Meet Pete the Protein. When you hear the word 'protein', the first you may think about is a bodybuilder or a fancy protein shake, but there's so much more to Pete than bodybuilding and shakes. For starters, proteins, like Pete, can be found in all of your cells, where they help your body accomplish many tasks. It's safe to say, you couldn't even survive without Pete.

Pete and his fellow proteins can be found in enzymes, which help chemical reactions occur faster in your body. For example, the enzyme lactase allowed you to digest the sugar in your mother's breast milk when you were a baby! Pete can also be found in collagen, keratin and elastin, all of which are structural proteins that make up ligaments, tendons and hair.

The next time you fight off a cold, you can thank Pete; that's because antibodies, or molecules that help protect your body from invaders, like viruses and bacteria, are made up of proteins. In addition, your muscles are made up of proteins, as are many hormones in your body, including insulin. So, what makes Pete a protein?

Protein Structure

Proteins are made up of amino acids, or organic compounds, that are linked together through peptide bonds. There are 21 amino acids found in humans. Different combinations of these amino acids make up all of the proteins you can think of, from the fibrin that forms scabs on a cut finger to a protein that allows rattle snakes to detect body heat.
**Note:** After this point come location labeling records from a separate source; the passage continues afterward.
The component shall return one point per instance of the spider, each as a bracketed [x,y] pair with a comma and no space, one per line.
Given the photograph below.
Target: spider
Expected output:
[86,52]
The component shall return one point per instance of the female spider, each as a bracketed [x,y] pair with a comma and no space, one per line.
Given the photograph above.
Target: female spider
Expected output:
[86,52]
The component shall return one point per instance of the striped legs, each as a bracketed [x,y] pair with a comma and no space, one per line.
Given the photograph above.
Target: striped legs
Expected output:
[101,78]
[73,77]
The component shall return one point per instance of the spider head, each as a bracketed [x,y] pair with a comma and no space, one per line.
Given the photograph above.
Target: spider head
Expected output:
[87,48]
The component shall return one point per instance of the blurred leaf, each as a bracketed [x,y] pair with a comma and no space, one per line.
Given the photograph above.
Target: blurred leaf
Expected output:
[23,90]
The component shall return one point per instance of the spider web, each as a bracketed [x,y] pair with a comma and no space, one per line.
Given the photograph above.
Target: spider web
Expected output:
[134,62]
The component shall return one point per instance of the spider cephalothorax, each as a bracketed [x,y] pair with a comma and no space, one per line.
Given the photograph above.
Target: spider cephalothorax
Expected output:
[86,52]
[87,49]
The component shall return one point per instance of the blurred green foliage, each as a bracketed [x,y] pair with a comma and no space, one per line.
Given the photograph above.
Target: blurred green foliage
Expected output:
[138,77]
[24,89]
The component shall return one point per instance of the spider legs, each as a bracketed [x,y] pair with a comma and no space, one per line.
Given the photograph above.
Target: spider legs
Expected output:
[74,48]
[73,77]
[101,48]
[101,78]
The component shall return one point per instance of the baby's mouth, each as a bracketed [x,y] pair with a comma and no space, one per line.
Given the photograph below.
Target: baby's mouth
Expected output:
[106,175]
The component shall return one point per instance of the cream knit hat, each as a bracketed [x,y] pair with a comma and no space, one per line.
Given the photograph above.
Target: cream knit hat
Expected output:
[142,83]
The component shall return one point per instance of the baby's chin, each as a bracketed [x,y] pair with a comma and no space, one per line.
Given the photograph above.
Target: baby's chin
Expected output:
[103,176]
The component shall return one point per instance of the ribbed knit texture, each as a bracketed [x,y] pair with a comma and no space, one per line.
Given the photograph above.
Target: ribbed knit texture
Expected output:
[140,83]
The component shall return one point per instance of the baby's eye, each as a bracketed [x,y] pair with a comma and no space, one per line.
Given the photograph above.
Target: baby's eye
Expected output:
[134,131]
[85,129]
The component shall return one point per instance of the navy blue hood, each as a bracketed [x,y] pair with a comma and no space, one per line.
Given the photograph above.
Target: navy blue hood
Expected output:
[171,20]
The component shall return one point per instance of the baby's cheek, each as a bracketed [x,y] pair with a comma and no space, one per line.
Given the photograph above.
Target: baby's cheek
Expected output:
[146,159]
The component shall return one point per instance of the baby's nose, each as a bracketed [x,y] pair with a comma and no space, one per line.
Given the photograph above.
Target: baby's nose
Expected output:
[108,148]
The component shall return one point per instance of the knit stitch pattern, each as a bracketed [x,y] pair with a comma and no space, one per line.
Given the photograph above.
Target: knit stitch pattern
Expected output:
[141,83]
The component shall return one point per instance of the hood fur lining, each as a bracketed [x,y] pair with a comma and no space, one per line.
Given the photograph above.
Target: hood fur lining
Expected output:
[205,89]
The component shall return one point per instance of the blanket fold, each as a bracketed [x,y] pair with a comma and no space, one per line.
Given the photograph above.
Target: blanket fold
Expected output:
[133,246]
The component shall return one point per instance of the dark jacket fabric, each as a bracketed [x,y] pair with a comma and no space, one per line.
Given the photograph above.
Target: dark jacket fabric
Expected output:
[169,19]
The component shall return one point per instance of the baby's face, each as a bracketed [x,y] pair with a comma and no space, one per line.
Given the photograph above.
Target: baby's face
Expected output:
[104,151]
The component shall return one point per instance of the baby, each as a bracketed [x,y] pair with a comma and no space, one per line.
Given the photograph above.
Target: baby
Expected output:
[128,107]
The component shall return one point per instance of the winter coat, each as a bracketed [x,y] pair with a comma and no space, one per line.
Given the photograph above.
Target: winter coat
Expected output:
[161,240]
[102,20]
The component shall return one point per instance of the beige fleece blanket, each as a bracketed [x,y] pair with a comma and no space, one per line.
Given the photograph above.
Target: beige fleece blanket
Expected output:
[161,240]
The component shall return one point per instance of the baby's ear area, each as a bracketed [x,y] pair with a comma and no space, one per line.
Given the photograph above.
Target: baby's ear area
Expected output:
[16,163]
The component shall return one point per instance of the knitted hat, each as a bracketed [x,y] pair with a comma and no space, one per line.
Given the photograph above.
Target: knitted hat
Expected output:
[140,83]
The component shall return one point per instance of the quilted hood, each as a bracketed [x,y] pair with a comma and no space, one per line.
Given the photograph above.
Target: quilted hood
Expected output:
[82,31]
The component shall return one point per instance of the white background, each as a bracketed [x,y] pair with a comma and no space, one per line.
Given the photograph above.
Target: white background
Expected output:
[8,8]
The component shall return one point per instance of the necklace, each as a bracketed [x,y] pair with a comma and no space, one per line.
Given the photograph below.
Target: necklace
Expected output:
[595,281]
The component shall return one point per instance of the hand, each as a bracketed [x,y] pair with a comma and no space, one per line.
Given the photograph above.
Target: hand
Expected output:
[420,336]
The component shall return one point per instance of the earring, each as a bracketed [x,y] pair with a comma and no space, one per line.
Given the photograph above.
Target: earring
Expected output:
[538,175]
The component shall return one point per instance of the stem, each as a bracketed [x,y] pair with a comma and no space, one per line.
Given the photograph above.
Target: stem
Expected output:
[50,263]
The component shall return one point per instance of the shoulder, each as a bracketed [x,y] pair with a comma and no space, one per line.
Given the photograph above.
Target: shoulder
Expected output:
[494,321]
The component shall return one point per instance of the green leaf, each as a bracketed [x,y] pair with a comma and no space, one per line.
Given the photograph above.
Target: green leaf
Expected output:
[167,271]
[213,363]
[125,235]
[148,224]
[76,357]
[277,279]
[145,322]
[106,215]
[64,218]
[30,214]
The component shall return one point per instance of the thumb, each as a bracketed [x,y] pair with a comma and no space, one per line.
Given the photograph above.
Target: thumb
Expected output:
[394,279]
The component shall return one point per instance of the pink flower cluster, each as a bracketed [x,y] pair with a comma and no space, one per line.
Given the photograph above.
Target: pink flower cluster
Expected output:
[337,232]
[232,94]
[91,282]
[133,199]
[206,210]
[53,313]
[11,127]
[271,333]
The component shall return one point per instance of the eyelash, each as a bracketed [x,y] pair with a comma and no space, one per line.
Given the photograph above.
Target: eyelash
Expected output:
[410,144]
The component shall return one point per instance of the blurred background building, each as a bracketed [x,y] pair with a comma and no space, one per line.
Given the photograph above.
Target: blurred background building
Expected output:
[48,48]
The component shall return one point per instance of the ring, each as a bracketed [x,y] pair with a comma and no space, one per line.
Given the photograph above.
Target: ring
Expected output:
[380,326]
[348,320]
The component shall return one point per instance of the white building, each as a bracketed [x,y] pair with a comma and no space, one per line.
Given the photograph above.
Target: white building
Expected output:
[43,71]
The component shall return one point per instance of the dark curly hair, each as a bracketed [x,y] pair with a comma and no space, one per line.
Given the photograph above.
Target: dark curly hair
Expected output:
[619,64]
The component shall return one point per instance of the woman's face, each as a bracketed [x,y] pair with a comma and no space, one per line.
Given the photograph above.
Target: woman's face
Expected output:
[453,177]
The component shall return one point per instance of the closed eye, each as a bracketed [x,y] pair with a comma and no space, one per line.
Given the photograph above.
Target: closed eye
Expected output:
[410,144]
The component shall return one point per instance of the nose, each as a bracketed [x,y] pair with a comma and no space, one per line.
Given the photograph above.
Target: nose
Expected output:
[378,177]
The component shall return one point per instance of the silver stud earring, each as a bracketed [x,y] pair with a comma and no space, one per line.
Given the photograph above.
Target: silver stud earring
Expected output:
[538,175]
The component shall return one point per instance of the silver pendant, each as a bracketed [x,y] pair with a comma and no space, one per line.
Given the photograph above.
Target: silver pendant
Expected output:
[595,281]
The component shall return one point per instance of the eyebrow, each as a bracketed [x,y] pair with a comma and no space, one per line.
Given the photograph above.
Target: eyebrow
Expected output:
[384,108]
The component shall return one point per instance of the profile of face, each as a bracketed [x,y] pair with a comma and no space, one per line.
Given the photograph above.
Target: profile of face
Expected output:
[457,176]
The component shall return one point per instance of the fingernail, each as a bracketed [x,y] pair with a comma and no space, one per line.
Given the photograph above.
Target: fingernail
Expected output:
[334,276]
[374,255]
Although amino acids differ from one another, they share some characteristics such as:

  • An amino group
  • A carboxyl group
  • A unique side chain that is often depicted as 'R'

A carboxyl group is a carbon that is double bonded to oxygen and also bonded to an oxygen and hydrogen atom. An amino group is a nitrogen atom bonded to two hydrogen atoms. Take a moment to review the structure of an amino acid before we go on.

The Structure of an Amino Acid
amino acid

Each amino acid is determined by its unique R-group. In the diagram below, instead of using an 'R', the molecules are written out. See if you can find the groups that make the amino acid an amino acid.

Carboxyl and Amino Groups
amino acid

The unique R-group gives the amino acids their unique characteristics. For example, some are soluble in water, whereas others are not. Some are neutral, while others have a positive or a negative charge.

Remember how we said a protein is formed when amino acids are joined together in a peptide bond? Peptide bonds form when the carboxyl group of one molecule combines with the amino group of another molecule to release a water molecule. Groups of amino acids bonded together are known as polypeptides, and all proteins are polypeptides - just like Pete. When amino acids link together through peptide bonds to form polypeptides, polymerization has taken place.

Formation of Peptide Bonds
peptide bond

Primary, Secondary, Tertiary and Quaternary Structure

Now that we know what Pete looks like and how he works, let's look at his structure. Think of primary, secondary, tertiary and quaternary structures as different ways to look at proteins. For example, think of the primary structure as the 1-dimensional blueprint and the quaternary as the actual structure.